# Hi everyone



## yarina (Dec 3, 2012)

Hi everyone Im new on this site,,and Im interested to collaborate with some proffessional choirs  is just for collaborating cause I cannot move from my country,,Ive been looking on internet for this but I found nothing,maybe you have some ideas :*


----------



## Lunasong (Mar 15, 2011)

What! People get paid to sing in a choir?!
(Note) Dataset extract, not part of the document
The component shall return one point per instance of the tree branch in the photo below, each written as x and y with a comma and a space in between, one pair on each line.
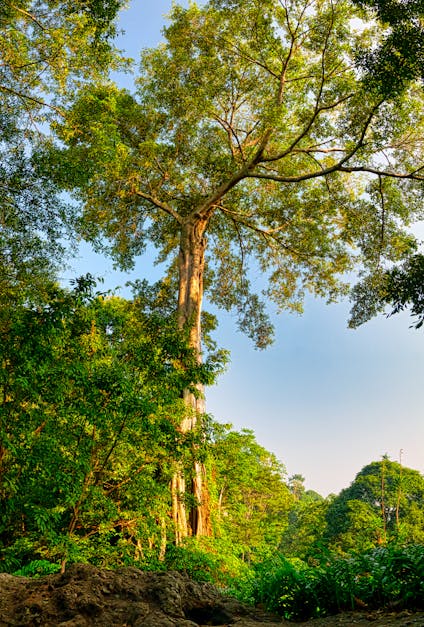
159, 204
How mobile are you (when you say you cannot move)? Can you travel?


----------



## yarina (Dec 3, 2012)

Yes the get paid,,just in proffesional choirs , I meant that I cannot move definitive but Im interested to colaborate with a good choir, so I can travel,in Europe


----------



## Lunasong (Mar 15, 2011)

http://www.choirplace.com/choirs/professional-choirs

http://www.choralnet.org/list/choir/558

Most symphony orchestra-affiliated choruses are amateur (unpaid) but the quality is exceptional. If what you want to do is "collaborate with a good choir," you have many options. My US-based affiliated choir has sung in Europe with the Czech Chamber Philharmonic in Prague and at the Salzburg Cathedral celebrating Mozart's 250th birthday. We have also performed in New York City at Carnegie Hall and Avery Fisher Hall.

food for thought.
http://www.artsjournal.com/lies/2010/09/the_professional_choir/


----------



## Vaneyes (May 11, 2010)

Payment for my shower warbling? Where do I sign up?

Sheesh. Everybody knows only conductors, masters, maestros, or directors are good enough to be paid.


----------